America is in a great civil war, the kind that caused Lincoln’s agida. There was recently anti-Semitic graffiti in Kalispell. How does such a thing happen in Kalispell?
Having grown up on the East Coast with pervasive systemic anti-Semitism, I sucked in a breath. All lives matter; these black lies matter.
What are Montana values? I puzzled. As part of this election cycle, Montana values emerge, relating to one candidate or the other, and when mentioned, Montana Values seem implied, as if “we” all already know them.

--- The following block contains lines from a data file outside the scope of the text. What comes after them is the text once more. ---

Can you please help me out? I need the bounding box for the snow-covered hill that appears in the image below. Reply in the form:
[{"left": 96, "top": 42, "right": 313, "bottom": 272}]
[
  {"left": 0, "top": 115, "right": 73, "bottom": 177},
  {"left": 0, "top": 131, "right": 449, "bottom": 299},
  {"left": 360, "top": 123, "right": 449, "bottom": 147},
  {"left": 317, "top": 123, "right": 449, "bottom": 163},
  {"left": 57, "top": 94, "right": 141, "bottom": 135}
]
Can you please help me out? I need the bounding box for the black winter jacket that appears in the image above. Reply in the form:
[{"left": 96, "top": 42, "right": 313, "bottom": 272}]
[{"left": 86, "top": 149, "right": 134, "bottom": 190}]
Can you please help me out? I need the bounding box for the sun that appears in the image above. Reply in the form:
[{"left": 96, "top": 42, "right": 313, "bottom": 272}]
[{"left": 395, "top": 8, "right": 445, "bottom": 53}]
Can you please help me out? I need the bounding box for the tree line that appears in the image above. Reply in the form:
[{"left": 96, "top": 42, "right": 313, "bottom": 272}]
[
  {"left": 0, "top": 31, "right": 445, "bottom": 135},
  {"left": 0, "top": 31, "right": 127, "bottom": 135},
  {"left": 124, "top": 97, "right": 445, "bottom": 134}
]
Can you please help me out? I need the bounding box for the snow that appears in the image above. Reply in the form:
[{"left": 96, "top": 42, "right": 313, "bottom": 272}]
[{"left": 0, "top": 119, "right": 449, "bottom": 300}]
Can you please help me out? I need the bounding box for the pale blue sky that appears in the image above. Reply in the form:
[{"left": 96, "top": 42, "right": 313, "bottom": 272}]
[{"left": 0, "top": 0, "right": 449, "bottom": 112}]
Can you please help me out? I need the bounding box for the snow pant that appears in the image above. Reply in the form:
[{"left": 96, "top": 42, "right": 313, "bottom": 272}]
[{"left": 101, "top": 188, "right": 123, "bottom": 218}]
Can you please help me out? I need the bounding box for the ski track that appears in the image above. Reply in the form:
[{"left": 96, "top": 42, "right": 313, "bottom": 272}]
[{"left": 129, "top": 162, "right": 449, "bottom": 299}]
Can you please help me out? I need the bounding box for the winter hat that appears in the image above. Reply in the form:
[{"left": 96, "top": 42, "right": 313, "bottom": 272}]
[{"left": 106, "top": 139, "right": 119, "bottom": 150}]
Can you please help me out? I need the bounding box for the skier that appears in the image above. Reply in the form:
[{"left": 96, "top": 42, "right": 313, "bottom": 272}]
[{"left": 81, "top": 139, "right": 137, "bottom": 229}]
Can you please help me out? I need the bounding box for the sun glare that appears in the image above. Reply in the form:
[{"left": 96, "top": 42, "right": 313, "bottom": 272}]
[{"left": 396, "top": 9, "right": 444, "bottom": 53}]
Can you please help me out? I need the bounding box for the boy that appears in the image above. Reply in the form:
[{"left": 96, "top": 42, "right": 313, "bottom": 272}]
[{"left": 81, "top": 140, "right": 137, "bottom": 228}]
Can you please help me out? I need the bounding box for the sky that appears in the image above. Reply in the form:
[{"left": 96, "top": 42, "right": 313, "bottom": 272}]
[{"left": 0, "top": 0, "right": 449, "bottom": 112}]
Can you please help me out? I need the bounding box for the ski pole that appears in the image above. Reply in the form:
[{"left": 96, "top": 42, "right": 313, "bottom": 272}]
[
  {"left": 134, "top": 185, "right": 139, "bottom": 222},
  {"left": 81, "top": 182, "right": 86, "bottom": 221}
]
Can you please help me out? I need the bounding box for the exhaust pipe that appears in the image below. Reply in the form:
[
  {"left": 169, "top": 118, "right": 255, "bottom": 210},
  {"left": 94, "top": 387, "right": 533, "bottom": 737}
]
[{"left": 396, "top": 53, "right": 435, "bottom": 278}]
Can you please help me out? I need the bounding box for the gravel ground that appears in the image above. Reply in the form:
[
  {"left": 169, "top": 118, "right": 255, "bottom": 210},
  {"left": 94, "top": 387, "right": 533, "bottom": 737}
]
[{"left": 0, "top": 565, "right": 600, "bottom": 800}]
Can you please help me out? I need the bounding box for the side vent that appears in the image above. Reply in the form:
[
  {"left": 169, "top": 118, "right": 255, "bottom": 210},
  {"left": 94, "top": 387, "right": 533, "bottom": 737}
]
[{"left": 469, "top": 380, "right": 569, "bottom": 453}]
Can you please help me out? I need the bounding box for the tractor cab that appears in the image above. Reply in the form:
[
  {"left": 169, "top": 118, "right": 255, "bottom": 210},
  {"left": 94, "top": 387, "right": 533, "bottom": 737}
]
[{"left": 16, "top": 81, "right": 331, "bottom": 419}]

As with so many Montanans, I am a transplant … eleven American states and four foreign countries … speaking four human languages … and dual citizenship with Israel. … so what do I know?
In over fifty years of presence in Montana, I have experienced almost no “anti” in Montana. I drive through the Burger King in Hamilton and get very friendly comments about my yarmulke. One server’s mother is Jewish.
Here, people help one another; come together when there are problems. My housekeeper, a born and bred Missoulian, who I often mine for social insights, asked her Facebook associates about what defines Montana values. Here’s her list: respect, family, hard working loyalty, honesty, giving, helpful, trusting. We don’t like liars and cheats. If you hunt, we follow the rules.
We shoot straight, I have heard many people say about Montana values.
Montanans make sure everybody gets a piece of the chocolate pie. “We don’t forget folks,” I heard when I played Taps at a military funeral in Corvallis.
I tapped into my deepest feelings and thought about how I wanted to poison those Pit Bulls who killed Wendy to the south of me. It is better to fence off that paddock. In Montana, we do what’s right. We know what right, is, I told myself, in my grief and despair over this upcoming election.
I think I feel the way Lulu must have felt when she struggled to free herself of her collar. I feel as if I can’t breathe. I am strangling and struggling.
My experience in Montana over 50 years is that there’s no flim or flam here. Sealed with an elbow bump these days, a person’s word is the person’s bond; count on it. Those values are what keep me here, what I treasure in this treasure state. Montana values assure that America endures.
America needs to address climate change. We need universal health care. We need to form a plan and stop the ravages of COVID-19. Any country that can send a satellite 200,000,000 miles to an asteroid to get rocks can conquer all of this.
My sorrow is so deep that my stomach muscles ache, such as they are at my age, I decided to get another Pug and, through the miracles of modern technology, I have met a nurse. Maybe together we can find sunshine together in this bitter darkness. Next year, I am sure, will become the best of years.
Want something better than chocolate pie to lift your spirits? Vote Montana values on Tuesday!
* NASA spacecraft on Tuesday touched down on an asteroid that scientists believe could hold the building blocks of life. The craft, OSIRIS-REx, successfully landed on the asteroid dubbed “Bennu” more than four years after being launched from Earth.